If genetic correlations between life-history traits depend on environmental conditions, then this has major implications for the evolutionary trajectories of these traits, especially in the case where genetic correlations are negative and reflect trade-offs between traits. Trade-offs between life-history traits have been a well studied subject in evolutionary biology (Stearns, 1992; Roff, 2000). In particular the trade-off between egg size and number which results from genetic constraints (Winkler and Wallin, 1987; Roff, 2000) has been well documented (Fox, 1997; Vaughton and Ramsey, 1998).

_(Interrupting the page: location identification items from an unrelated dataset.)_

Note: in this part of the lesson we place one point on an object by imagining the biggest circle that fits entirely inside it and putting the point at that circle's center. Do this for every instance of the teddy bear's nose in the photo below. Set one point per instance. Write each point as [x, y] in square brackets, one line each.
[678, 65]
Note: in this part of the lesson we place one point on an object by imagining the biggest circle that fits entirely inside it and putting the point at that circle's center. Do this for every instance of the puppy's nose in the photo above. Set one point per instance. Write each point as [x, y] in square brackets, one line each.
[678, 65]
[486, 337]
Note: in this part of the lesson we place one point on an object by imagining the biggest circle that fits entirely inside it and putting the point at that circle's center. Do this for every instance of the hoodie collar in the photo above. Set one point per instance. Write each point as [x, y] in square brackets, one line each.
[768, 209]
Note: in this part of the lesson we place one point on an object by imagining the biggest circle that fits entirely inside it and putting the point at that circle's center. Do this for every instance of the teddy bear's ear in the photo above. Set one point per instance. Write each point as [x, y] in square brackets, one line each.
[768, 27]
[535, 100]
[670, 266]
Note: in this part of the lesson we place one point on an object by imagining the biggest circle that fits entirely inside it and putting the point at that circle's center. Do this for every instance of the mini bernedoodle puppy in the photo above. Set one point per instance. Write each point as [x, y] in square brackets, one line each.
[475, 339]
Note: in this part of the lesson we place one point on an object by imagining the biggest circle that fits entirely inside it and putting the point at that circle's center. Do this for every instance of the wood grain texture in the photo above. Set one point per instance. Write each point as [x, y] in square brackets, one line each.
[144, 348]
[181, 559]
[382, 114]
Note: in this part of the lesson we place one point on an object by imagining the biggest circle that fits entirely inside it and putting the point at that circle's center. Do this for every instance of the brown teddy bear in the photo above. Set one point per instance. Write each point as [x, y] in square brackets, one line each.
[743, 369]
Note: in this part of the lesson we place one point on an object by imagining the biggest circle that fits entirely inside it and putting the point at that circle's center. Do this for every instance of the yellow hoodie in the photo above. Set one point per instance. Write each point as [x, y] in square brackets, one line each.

Negative genetic correlations suggest the existence of loci with pleiotropic or closely linked effects. For example, senescence has been explained as the antagonistic pleiotropic effect of genes that are beneficial early in life but deleterious later in life (Williams, 1957). Evidence that such genes indeed exist has come from the field of molecular genetics. In the nematode Caenorhabditis elegans specific mutations in the genes daf-2 (Gems et al., 1998) or clk-1 (Hekimi et al., 1998) increase lifespan by a factor of two while simultaneously decreasing fecundity by an equal factor. On the other hand, Kenyon et al. (1993) showed than another daf-2 mutation decoupled reproduction from lifespan. It should be realized however that artificial mutations with a large effect, both on monogenic as polygenic traits, are rare in nature. As pointed out by Knight et al. (2001), these mutations do not necessarily reveal information on the segregating alleles that are selected for during evolution and that contribute to fitness in natural populations.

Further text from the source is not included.